In 2013, after a year and a half back in the Bay Area, Ledger moved to Nashville on a whim. Although his early days in the city were mostly spent working in bars and playing in cover bands, he later crossed paths with guitarist Mark Thornton and ended up recording a demo of “Let The Mermaids Flirt With Me” in Thornton’s home studio. Soon enough, that demo landed in the hands of Dennis Crouch, who then passed it on to Burnett. After he’d shared a few more demos with the legendary producer, Burnett invited Ledger to his home in Los Angeles.
Since teaming up with Burnett, Ledger has joined him onstage in the only two full-band performances Burnett’s done in recent years.

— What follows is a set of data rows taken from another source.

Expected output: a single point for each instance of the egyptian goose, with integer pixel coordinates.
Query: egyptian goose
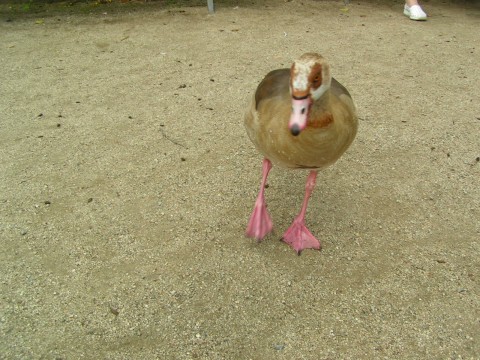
(299, 118)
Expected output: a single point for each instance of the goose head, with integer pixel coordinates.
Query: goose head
(309, 80)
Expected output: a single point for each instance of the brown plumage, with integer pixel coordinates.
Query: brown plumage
(299, 118)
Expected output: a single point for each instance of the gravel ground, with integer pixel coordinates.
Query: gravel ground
(127, 179)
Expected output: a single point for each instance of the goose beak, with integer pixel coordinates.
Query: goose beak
(299, 116)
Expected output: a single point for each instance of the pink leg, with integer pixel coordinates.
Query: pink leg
(260, 223)
(297, 235)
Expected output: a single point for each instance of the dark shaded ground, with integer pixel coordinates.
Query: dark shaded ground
(126, 181)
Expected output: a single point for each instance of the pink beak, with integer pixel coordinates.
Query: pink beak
(298, 119)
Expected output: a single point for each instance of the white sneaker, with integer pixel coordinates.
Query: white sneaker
(414, 12)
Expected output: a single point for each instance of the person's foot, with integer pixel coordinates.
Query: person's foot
(414, 12)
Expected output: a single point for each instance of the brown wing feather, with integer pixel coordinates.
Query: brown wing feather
(276, 83)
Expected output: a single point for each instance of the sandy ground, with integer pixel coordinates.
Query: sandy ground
(127, 180)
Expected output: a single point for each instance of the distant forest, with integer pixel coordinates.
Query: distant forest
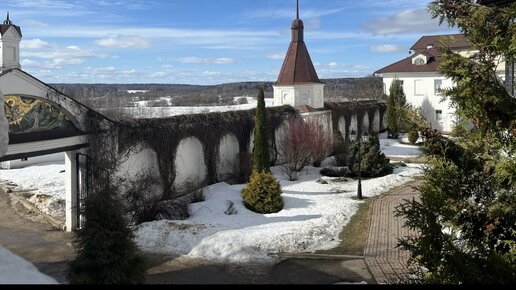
(162, 95)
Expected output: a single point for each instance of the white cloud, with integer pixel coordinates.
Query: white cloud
(68, 61)
(202, 60)
(211, 73)
(35, 43)
(290, 13)
(71, 51)
(276, 56)
(405, 21)
(387, 48)
(224, 60)
(124, 42)
(46, 4)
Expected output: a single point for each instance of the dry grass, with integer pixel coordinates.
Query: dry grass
(354, 235)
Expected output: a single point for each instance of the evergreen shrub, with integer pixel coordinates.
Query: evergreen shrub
(263, 193)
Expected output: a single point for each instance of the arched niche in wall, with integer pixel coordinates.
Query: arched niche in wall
(376, 121)
(342, 126)
(139, 160)
(228, 157)
(353, 125)
(280, 134)
(189, 163)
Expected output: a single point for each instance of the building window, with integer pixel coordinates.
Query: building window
(418, 87)
(419, 61)
(438, 115)
(437, 86)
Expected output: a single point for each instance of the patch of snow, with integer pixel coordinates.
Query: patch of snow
(312, 218)
(16, 270)
(44, 182)
(137, 91)
(142, 111)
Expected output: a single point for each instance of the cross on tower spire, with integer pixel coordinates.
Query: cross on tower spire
(297, 9)
(7, 20)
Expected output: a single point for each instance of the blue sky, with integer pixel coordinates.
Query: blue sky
(210, 41)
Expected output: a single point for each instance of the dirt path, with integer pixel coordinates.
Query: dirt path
(388, 263)
(32, 238)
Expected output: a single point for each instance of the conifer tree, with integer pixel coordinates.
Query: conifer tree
(106, 253)
(261, 157)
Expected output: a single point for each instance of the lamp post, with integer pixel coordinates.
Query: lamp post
(355, 137)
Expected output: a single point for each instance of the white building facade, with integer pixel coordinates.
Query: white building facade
(422, 82)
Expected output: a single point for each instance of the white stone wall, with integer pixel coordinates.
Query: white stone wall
(228, 164)
(14, 164)
(10, 49)
(140, 160)
(4, 128)
(299, 95)
(427, 99)
(189, 163)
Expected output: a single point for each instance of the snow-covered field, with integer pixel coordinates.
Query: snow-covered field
(164, 112)
(312, 219)
(16, 270)
(44, 183)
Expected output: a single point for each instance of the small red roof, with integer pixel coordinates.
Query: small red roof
(454, 41)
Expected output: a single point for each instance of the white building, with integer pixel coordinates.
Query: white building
(422, 82)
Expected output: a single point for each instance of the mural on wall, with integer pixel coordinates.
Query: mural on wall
(27, 115)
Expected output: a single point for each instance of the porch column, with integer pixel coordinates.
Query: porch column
(71, 190)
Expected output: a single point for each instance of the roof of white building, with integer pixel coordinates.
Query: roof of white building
(427, 46)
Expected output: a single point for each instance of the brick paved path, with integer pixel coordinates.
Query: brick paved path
(386, 262)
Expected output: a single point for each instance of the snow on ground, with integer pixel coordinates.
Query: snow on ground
(312, 218)
(44, 182)
(16, 270)
(164, 112)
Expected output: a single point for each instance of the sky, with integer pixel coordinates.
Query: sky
(210, 41)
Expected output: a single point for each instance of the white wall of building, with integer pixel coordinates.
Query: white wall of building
(189, 163)
(4, 127)
(419, 90)
(10, 49)
(300, 94)
(20, 163)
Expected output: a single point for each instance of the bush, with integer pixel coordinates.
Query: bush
(106, 252)
(263, 193)
(373, 161)
(413, 136)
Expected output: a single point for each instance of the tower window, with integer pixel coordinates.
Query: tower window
(438, 115)
(419, 61)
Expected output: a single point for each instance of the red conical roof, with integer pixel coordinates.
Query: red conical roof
(297, 67)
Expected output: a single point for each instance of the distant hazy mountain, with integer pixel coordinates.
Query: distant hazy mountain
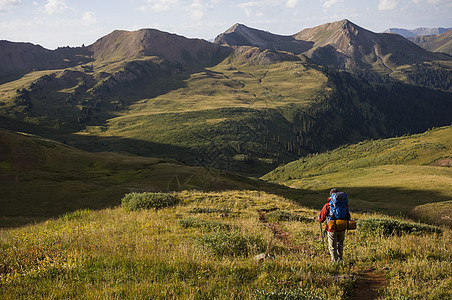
(437, 43)
(418, 31)
(247, 102)
(343, 43)
(241, 35)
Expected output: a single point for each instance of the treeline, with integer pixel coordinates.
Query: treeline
(432, 76)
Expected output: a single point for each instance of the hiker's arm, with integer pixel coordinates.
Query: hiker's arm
(324, 212)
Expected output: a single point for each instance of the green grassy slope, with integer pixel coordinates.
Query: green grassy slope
(204, 248)
(251, 112)
(43, 178)
(391, 175)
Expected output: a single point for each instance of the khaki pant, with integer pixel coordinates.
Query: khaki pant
(336, 245)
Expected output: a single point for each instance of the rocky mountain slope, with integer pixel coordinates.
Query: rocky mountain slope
(346, 44)
(17, 59)
(241, 35)
(410, 33)
(121, 45)
(241, 108)
(437, 43)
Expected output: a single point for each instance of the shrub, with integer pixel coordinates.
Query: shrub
(281, 215)
(208, 210)
(232, 243)
(197, 223)
(296, 294)
(74, 215)
(137, 201)
(388, 227)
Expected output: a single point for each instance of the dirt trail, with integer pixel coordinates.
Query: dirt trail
(368, 283)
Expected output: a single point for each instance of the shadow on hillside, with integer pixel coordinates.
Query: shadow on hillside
(390, 201)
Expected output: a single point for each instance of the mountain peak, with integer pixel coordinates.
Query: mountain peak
(121, 44)
(236, 27)
(241, 35)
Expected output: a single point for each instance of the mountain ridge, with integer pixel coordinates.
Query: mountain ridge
(420, 31)
(241, 35)
(121, 44)
(344, 43)
(437, 43)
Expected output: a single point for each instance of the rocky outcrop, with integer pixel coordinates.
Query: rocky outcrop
(241, 35)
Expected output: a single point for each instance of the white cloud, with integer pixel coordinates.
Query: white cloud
(198, 9)
(5, 5)
(55, 6)
(292, 3)
(330, 3)
(248, 7)
(160, 5)
(89, 18)
(387, 4)
(255, 7)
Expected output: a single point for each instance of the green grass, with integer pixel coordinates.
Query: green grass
(112, 253)
(41, 178)
(391, 175)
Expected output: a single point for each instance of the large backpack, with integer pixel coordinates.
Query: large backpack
(339, 206)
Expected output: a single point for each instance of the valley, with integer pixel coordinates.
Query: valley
(246, 136)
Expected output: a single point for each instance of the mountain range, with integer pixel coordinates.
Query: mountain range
(247, 102)
(409, 33)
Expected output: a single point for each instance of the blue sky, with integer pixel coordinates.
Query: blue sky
(54, 23)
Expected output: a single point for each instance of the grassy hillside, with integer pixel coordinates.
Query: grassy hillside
(205, 248)
(251, 112)
(40, 178)
(392, 175)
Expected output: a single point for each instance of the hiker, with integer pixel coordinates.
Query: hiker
(328, 212)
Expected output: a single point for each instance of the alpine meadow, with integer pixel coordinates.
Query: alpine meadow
(148, 165)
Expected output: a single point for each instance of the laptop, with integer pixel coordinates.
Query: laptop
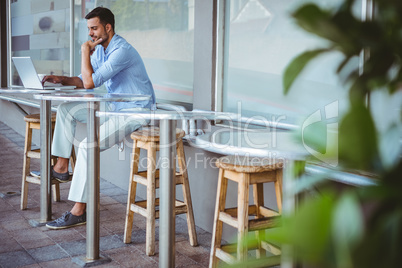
(29, 76)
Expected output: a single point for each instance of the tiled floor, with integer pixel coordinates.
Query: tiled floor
(22, 245)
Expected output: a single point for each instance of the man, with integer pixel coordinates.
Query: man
(105, 59)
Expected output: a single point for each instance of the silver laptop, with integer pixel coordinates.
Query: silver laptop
(29, 76)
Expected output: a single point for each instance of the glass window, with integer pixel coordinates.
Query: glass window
(41, 30)
(263, 39)
(161, 31)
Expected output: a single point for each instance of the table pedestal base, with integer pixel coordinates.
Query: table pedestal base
(82, 261)
(37, 223)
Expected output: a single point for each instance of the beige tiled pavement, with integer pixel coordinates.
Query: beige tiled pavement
(22, 245)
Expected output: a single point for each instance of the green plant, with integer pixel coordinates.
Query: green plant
(356, 227)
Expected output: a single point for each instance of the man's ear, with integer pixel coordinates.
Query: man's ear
(108, 27)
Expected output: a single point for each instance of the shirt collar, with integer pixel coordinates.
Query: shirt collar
(111, 44)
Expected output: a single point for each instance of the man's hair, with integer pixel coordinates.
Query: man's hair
(104, 14)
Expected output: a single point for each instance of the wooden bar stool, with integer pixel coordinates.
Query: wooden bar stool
(33, 122)
(245, 171)
(148, 139)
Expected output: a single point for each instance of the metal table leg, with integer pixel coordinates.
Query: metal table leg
(167, 194)
(45, 143)
(291, 171)
(92, 257)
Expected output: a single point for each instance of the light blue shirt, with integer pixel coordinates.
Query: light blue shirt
(122, 70)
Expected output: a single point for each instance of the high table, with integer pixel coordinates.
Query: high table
(93, 99)
(284, 146)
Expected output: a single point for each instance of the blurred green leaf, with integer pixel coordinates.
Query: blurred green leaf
(347, 228)
(389, 151)
(297, 65)
(358, 138)
(309, 230)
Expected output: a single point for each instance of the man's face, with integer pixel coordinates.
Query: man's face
(97, 30)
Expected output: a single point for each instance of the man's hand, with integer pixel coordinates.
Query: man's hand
(52, 79)
(89, 46)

And on Ledger’s album, the duo’s immediate chemistry extends to a charmed communion between all of the featured musicians. “So much of this record is people not playing clearly defined rhythmic or lead roles—we’re all sort of twirling around each other and creating this great big texture of sound together,” says Ledger. “A typical country record would have very clearly defined solos, but I’m not interested in that. I love how everyone’s constantly improvising, but without ever getting in anybody else’s way.”
For Ledger, that uninterrupted and possibly transcendent flow is also the desired takeaway for listeners of his debut album. “I’d love for people to get into a meditative space when they hear the record, to sit with the songs and really take their time with them,” he says. “I think there’s a value in letting things happen at a much slower pace, especially in our current culture of instant gratification. It’s really not even a conscious decision for me—it’s just how I feel and how I like to do things, so I’m just going to keep going with it.”